Awww… today had one of those moments where I love being a teacher. Sixth former turned up to my lesson looking like a wreck, and I asked if she wanted to talk about it. She went out to try and pull herself together and then asked to speak to me; I asked whether it was a school-related issue or of a more personal nature.

“Personal. I wondered if you could help me? I know you’ll not be judgemental.” Into the art storage cupboard of privacy we went, where she outs herself, and tells me that her ex is being super controlling and shitty towards her, and she wondered what best to do.

I have her a pep talk about how much value she had, and how anyone who doesn’t see that is not worth her time nor tears, and asked her to go away and think about what she wanted to do. I told her I thought her ex sounded like someone she should stay away from, who was possibly abusive, and she should consider involving school if things continue.
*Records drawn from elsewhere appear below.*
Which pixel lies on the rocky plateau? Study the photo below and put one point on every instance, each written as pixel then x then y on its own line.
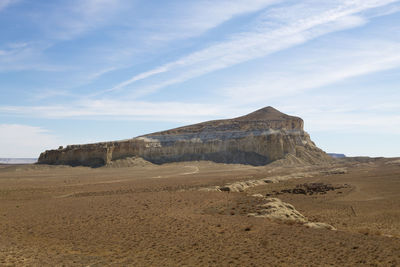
pixel 259 138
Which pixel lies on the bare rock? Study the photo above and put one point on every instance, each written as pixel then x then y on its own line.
pixel 257 139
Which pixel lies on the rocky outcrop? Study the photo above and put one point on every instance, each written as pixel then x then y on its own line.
pixel 257 139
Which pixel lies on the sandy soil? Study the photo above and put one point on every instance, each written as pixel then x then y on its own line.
pixel 155 216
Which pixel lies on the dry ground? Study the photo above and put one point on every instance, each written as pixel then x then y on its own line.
pixel 155 216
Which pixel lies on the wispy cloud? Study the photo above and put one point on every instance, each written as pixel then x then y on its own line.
pixel 306 22
pixel 126 110
pixel 18 140
pixel 315 68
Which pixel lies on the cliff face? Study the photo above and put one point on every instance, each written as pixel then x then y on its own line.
pixel 256 139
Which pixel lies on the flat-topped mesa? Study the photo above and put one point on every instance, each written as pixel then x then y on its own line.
pixel 257 139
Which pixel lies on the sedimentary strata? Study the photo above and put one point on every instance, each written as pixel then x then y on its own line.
pixel 257 139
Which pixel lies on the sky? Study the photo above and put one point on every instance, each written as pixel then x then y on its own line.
pixel 82 71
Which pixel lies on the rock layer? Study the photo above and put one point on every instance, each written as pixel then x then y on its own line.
pixel 257 139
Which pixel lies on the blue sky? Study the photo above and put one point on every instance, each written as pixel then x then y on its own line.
pixel 82 71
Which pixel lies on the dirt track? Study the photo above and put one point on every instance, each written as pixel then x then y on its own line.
pixel 125 216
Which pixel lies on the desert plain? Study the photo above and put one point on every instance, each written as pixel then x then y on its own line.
pixel 140 214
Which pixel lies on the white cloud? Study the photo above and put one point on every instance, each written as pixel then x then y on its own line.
pixel 315 67
pixel 126 110
pixel 23 141
pixel 306 22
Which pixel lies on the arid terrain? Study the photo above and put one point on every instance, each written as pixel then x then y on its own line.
pixel 135 213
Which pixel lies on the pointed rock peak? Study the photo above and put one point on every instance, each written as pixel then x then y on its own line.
pixel 267 113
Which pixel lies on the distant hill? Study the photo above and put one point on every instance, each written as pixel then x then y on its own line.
pixel 257 139
pixel 337 156
pixel 18 160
Thanks to the Wellbeing course, I explained how she’s not responsible for her ex, nor anyone else; she can only control her own thoughts and behaviour, and should not worry about other people. Be strong!

She seemed to take comfort from all of this, listening and clearly thinking about what I was saying. I get a lot of satisfaction out of helping my kids with both their school and personal troubles – though I can’t fix the world – and I felt privileged that she felt I was someone she could seek advice from.

“Thank you Miss…” means a lot in such situations.